Atomically Precise Metal Clusters in Confined Spaces of Metal–Organic Frameworks

Abstract

Herein, experimental developments in the construction of various well defined small aggregations of metal atoms, close to or within the sub-nanometric regime, so-called metal nanoclusters (MNCs), are summarized. In particular, the discussion is focussed on the use of metal–organic frameworks (MOFs) – an emerging type of porous functional materials capable of acting as vessels or as chemical nanoreactors to template the growth of atomically precise nanoclusters – for application in heterogeneous catalysts, with a particular focus on how the MOFs surface engineering, morphology control, composition manipulation and support effect can tune their nuclearity/size and catalytic performance.
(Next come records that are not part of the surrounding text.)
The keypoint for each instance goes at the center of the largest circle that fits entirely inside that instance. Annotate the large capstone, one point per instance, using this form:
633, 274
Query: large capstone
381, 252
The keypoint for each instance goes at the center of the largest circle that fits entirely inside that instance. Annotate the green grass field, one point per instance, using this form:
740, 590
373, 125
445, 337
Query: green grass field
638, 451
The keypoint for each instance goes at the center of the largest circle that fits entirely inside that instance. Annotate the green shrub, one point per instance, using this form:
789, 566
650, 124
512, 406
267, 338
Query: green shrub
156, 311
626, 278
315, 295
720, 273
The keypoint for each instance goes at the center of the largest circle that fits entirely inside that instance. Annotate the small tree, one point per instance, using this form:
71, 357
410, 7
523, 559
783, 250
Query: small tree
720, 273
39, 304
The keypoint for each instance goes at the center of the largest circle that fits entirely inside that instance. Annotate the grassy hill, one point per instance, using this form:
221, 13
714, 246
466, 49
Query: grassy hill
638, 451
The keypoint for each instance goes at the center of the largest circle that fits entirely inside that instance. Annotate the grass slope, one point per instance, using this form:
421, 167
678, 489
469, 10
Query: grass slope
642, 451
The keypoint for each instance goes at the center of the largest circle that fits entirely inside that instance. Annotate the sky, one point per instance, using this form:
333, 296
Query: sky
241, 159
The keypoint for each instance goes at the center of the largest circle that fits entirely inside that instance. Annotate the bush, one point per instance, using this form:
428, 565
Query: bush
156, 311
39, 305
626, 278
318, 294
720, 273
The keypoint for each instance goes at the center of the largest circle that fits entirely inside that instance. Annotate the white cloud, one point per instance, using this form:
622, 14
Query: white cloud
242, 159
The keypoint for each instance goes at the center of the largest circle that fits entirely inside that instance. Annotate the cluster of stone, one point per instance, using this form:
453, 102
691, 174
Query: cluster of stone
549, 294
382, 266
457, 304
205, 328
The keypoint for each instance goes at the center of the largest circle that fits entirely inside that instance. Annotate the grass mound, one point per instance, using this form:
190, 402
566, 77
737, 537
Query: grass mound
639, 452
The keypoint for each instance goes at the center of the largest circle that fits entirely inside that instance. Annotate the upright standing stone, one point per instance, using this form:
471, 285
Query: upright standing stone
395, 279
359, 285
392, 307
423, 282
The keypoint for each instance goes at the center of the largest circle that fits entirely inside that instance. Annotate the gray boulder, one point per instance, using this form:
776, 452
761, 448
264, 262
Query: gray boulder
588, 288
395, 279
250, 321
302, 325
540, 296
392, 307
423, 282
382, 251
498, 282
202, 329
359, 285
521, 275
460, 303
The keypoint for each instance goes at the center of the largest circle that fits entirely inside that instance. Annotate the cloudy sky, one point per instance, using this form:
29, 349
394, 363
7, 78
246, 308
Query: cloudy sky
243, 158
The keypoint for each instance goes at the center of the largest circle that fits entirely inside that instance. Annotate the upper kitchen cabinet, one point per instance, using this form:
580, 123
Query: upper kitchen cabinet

Compared to regular nanoparticles, which are somewhat polydisperse, atomically precise nanoclusters are molecularly pure, ultra small nanoparticles (from sub-nanometre to 2 nm) and exhibit strong quantum confinement effects due to ultra small sizes. We will show that, despite the increasing number of reports on MNCs, their crystallographic characterization is still highly challenging. Indeed, cases of crystallographically solved atomic structures – which are of critical importance in order to shed light on supramolecular host–guest interactions – are still scarce. Structural awareness is mandatory to further enhance the efficiency of current heterogeneous catalysts and pave the way for future design of more advanced catalysts with mechanistic understanding of catalytic reactions, especially at the atomic scale.